On April 16, 2018, a litter of sweet yellow and black Labrador puppies was born near Smyrna, Georgia. Their cute little pudgy, fluffy bodies were crowded safe and snug under their mama Sunny’s belly. The tiniest squeaks ever pierced an otherwise normal day in the south. Daddy Gator was not allowed to meet his babies. Mama made that very clear.
But the little lumps of love tumbled over one another in search of a place to nurse. Blind at this age, the puppies quickly learned to trust Sunny to teach them how to be dogs in the outside world. Three blondes and the rest black, each one was given a different color collar to identify them so their weight and development could be tracked by their breeder. Yes, this particular Monday was a beautiful day in Georgia, with a mound of tiny paws and wiggly bitty bums bringing instant joy into the world.
It was also the day my Toby dog died.
This is the first time I’ve really written about it, because it’s frankly been just too painful to think about for too long. I still ache for him, sometimes calling his name or mistakenly calling our son Toby. I still look to the edge of the bed each morning and night where his dog bed was. The last soul I spoke to at night and the first one I met each morning was his. Now, I am dogless. It’s the first time in 13 years.
Toby had just turned 13 in March, and I proudly noted that we now had a teenager in the house. With Toby’s age, I wondered if it wouldn’t be too long before we had 2 in diapers in the Bays household (smile). I just knew that part of the reason he’d made it to the ripe old age of about 100 in dog years was because he was loved and cared for so much, by so many people. So when he passed just over a month later it took me by surprise.
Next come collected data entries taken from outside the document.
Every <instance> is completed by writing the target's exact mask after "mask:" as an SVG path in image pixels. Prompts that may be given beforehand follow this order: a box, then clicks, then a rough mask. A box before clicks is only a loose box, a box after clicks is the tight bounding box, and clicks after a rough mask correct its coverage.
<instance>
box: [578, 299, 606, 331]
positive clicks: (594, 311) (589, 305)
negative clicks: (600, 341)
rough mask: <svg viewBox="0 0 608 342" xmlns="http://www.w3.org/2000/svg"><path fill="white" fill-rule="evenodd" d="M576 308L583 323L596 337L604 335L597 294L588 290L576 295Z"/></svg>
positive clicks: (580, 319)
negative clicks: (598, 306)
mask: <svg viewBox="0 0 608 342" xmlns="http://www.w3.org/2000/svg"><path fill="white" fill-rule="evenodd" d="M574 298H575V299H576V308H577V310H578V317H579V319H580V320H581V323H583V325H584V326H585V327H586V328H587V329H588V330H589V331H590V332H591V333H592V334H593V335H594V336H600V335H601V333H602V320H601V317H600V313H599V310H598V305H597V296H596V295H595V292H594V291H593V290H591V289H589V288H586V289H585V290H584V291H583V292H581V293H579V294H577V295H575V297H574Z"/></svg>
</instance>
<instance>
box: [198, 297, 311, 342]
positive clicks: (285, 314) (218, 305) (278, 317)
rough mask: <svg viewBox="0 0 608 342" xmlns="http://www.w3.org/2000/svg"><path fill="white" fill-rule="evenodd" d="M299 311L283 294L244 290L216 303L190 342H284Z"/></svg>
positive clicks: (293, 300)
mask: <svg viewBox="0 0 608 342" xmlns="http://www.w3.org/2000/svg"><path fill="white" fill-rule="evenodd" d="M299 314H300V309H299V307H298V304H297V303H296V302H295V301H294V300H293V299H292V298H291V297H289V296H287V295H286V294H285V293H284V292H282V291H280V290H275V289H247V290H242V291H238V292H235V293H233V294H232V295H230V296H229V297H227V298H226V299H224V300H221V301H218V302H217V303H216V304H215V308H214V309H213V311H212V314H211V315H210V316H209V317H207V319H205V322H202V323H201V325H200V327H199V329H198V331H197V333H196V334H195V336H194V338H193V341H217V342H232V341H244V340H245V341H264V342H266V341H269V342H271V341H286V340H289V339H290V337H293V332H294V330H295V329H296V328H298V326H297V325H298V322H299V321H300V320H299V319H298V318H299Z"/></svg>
No, it actually sent me into psychological shock. One I didn’t snap out of for a couple weeks.
About 10 days before this, Toby had been having a hard time walking, limping heavily on one of his back legs. We thought it was arthritis. He was also diabetic, and when we had him checked out by a new vet (our first vet visit in Norman), she was fairly sure his blood sugar was not regulated and was causing his weakness. He’d been whining a bit, which was unusual for him. She had us increase his food, did some blood work, gave him some pain meds in case he was suffering from diabetic neuropathy, and had us do a glucose curve on him later that week.
She was right, his curve was off, but with a boost of insulin and pain meds, it was still going high and low at the appropriate times. We were told to do another curve, and it was on April 16 that I started out the day checking his sugar. Mid-morning it was sky high … in the 500s … which is bad for a dog. 700 is near comatose. 750+ is so high it doesn’t even register on his canine glucometer. I called the vet and was told to keep checking him and bring him in the next morning. It wasn’t an immediate emergency.
But later on that evening, Brent noticed Toby was acting strange. Actually, we’d gone out and upon our return I found him in the baby’s room. It was strange for him not to greet us near the door. I brought him into the living room and let him outside. He plopped down on the rug in front of the TV for a while, and we all hung out. Our son woke from his nap, and had finished his lunch. My husband had me put Toby in our bedroom so he’d be “safe.” Austin had taken to rough housing with Toby too much and we wanted to make sure the dog wasn’t caused any discomfort. So I let Toby into our room and he looked back at me. I told him to go relax and lay in his bed and I’d see him soon.
If I’d had any idea that was going to be his last day, I would have spent the whole thing with him, talking about his life, feeding him steak and ice cream, watching Animal Planet, feeding him cheese, peanut butter and apples (his favorite human foods) and rubbing his belly. It wasn’t meant to be. In fact, he never took another bite of food again.